Writing (very entertainingly) in Commentary Magazine, Joseph Epstein begins his article, Writing on the Brain, in the following way:
I was recently asked what it takes to become a writer. Three things, I answered: first, one must cultivate incompetence at almost every other form of profitable work. This must be accompanied, second, by a haughty contempt for all the forms of work that one has established one cannot do. To these two must be joined, third, the nuttiness to believe that other people can be made to care about your opinions and views and be charmed by the way you state them. Incompetence, contempt, lunacy—once you have these in place, you are set to go.
And he concludes with these words:
Where do the words come from? The same mysterious place, I suspect, where notes of music go. They precede ideas, and are inseparable from them. For myself, I bow my head, touch wood, and utter a small prayer that the flow of them never cease.
Motivation, meanwhile, is as various as the subjects upon which one feels called upon to write, varying from time to time, subject to subject. I should like Dr. Flaherty to know that my two motives in writing this essay have been, first, to collect a decent fee, and, second, to try to knock down her book as an assemblage of profoundly muddled notions that I, given my calling, find mildly but genuinely offensive.

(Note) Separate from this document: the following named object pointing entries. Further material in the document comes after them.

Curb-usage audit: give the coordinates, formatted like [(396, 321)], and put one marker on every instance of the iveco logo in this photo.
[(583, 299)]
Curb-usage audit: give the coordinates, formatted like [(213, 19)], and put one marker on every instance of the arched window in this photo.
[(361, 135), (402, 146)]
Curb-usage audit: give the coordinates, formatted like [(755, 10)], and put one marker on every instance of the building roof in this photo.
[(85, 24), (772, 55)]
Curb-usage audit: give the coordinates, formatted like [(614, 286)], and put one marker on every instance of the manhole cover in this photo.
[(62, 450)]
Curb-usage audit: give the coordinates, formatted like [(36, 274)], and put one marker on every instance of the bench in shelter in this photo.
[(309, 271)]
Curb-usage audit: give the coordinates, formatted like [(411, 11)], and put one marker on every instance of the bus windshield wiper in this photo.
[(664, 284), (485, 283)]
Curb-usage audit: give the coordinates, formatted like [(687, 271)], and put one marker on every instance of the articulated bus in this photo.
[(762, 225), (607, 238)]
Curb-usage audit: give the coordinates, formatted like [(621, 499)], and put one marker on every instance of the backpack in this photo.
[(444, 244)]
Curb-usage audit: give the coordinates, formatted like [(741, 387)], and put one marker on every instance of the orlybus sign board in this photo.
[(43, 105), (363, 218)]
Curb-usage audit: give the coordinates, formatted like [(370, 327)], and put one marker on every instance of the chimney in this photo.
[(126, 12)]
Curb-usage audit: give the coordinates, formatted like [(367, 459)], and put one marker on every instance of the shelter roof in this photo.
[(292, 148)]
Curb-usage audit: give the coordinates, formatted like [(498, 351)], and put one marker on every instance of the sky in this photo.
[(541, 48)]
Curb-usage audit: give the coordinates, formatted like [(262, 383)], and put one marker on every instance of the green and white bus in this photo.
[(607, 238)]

In between, he weilds three thousand words to do exactly what he set out to do: tear down Alice Flaherty's reductionistic explaining away of the creative process (Midnight Disease) and expose the fallacies of false ascendency of the neurosciences in its (and her) failed endeavor to dissect the writer's brain.
As I read this essay, my limbic system, particularly my amygdaloid nucleus, was pouring serotonin into the pathways to my higher cerebral integrative centers, producing the illusion of enjoyment and comprehension. Mr. Epstein, I think, would prefer me to just say "I enjoyed it". I think other writers will, too.